Op 10 januari 2022 heeft de Rechtbank Zeeland-West-Brabant uitspraak gedaan in een strafzaak tegen een verdachte die werd beschuldigd van poging tot doodslag en zware mishandeling. De zaak werd inhoudelijk behandeld op 14 december 2021. De officier van justitie stelde dat de verdachte, op 25 december 2020, in de woning van het slachtoffer in Breda, geprobeerd had om het slachtoffer te doden door hem tape om zijn mond en nek te wikkelen en hem te slaan. De verdediging voerde aan dat het enkel plakken van tape geen poging tot doodslag of zware mishandeling opleverde en dat er geen medisch bewijs was van de verwondingen van het slachtoffer.

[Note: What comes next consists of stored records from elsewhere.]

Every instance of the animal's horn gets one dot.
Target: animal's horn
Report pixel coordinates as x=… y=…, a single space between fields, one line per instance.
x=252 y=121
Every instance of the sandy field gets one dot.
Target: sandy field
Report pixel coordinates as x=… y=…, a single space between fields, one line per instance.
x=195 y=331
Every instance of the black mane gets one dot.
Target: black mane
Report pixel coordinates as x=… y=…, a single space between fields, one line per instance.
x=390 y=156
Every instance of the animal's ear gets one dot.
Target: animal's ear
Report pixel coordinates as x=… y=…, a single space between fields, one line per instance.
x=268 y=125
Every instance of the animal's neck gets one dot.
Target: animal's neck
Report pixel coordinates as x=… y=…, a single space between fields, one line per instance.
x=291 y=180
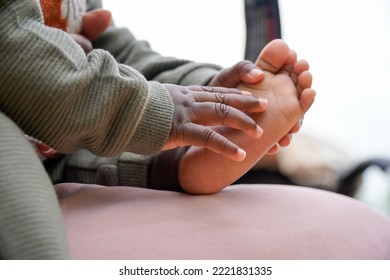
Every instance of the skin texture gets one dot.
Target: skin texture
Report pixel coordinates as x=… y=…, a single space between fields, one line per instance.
x=287 y=87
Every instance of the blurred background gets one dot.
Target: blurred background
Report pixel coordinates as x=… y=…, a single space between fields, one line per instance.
x=347 y=43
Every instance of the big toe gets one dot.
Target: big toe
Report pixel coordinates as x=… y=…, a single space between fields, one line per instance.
x=274 y=56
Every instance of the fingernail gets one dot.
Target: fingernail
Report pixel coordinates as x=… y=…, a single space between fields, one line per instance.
x=255 y=73
x=263 y=101
x=259 y=131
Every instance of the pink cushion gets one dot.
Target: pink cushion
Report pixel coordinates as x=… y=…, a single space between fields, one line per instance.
x=240 y=222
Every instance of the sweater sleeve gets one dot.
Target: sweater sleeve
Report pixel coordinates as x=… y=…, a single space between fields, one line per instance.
x=71 y=101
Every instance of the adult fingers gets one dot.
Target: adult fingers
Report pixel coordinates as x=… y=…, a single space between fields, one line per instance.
x=205 y=137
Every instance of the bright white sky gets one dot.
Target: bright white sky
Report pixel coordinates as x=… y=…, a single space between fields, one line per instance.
x=347 y=43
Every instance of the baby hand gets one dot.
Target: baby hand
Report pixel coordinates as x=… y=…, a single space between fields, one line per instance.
x=95 y=22
x=198 y=107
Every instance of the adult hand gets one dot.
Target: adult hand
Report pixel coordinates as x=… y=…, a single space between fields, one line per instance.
x=197 y=108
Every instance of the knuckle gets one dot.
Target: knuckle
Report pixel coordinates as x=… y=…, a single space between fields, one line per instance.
x=208 y=136
x=222 y=110
x=220 y=97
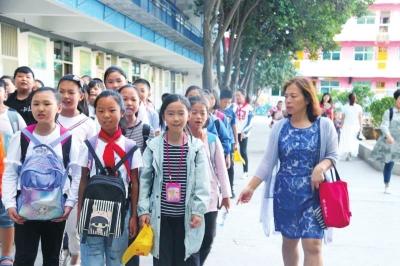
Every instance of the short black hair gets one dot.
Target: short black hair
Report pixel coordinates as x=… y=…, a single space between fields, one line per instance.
x=2 y=84
x=396 y=94
x=113 y=69
x=95 y=83
x=82 y=105
x=57 y=95
x=23 y=69
x=225 y=94
x=113 y=94
x=41 y=82
x=142 y=81
x=171 y=99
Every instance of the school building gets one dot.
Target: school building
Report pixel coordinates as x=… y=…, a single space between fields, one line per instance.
x=368 y=53
x=159 y=40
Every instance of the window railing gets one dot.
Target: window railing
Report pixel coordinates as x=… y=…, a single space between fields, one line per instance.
x=173 y=17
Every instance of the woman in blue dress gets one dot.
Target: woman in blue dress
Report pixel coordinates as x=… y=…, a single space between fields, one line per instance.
x=302 y=146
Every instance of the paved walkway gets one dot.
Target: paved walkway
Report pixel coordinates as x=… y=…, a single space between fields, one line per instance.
x=372 y=239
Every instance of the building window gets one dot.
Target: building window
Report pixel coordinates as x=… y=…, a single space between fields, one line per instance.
x=125 y=67
x=328 y=85
x=380 y=85
x=385 y=18
x=362 y=84
x=135 y=71
x=331 y=55
x=363 y=53
x=9 y=40
x=9 y=48
x=37 y=52
x=62 y=60
x=85 y=63
x=369 y=18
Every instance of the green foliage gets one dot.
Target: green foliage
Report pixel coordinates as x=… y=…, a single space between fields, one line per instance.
x=378 y=107
x=364 y=96
x=339 y=96
x=273 y=71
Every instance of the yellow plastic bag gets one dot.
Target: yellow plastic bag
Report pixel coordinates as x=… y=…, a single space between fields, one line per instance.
x=141 y=246
x=237 y=158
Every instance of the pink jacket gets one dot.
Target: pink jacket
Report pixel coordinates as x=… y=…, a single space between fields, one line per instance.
x=219 y=181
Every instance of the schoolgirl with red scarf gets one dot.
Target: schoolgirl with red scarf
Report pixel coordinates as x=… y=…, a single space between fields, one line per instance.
x=110 y=148
x=244 y=116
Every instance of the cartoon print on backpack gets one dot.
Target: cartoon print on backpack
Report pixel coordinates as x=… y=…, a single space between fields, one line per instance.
x=37 y=194
x=43 y=175
x=100 y=221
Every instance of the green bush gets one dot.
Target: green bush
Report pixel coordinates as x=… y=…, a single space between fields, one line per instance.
x=378 y=107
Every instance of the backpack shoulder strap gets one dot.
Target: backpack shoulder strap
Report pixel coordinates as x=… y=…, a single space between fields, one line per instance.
x=64 y=135
x=390 y=114
x=13 y=117
x=146 y=134
x=28 y=133
x=93 y=156
x=128 y=155
x=66 y=149
x=24 y=140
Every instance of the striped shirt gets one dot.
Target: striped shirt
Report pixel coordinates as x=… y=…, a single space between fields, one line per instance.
x=178 y=170
x=136 y=133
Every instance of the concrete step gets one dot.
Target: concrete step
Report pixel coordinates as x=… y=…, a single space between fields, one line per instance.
x=364 y=152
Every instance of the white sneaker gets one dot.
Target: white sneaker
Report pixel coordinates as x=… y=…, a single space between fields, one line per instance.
x=387 y=189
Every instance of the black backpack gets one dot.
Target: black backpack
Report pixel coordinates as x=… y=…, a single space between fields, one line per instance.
x=104 y=204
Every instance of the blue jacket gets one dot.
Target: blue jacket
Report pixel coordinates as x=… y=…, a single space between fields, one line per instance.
x=197 y=191
x=221 y=131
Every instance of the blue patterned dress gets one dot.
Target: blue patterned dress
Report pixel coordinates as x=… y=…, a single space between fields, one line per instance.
x=294 y=200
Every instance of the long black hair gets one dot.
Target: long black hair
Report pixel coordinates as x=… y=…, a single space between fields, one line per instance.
x=82 y=104
x=171 y=99
x=113 y=69
x=113 y=94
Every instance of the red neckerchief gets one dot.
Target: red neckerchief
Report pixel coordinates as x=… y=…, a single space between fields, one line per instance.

De rechtbank oordeelde dat er onvoldoende bewijs was voor de poging tot doodslag of zware mishandeling, omdat er geen opzet op de dood of zwaar lichamelijk letsel kon worden vastgesteld. De rechtbank sprak de verdachte vrij van deze beschuldigingen, maar achtte de subsidiair ten laste gelegde mishandeling wel bewezen. De verdachte had het slachtoffer pijn en letsel toegebracht door hem te slaan en tape om zijn mond te wikkelen.
Bij de strafoplegging hield de rechtbank rekening met de ernst van het feit, het strafblad van de verdachte en de omstandigheden waaronder het feit was gepleegd. De rechtbank legde een onvoorwaardelijke gevangenisstraf van zes weken op, met aftrek van voorarrest. De rechtbank besloot dat de verdachte in aanmerking kwam voor vrijwillige hulpverlening, gezien zijn gemotiveerde houding om zijn leven te verbeteren.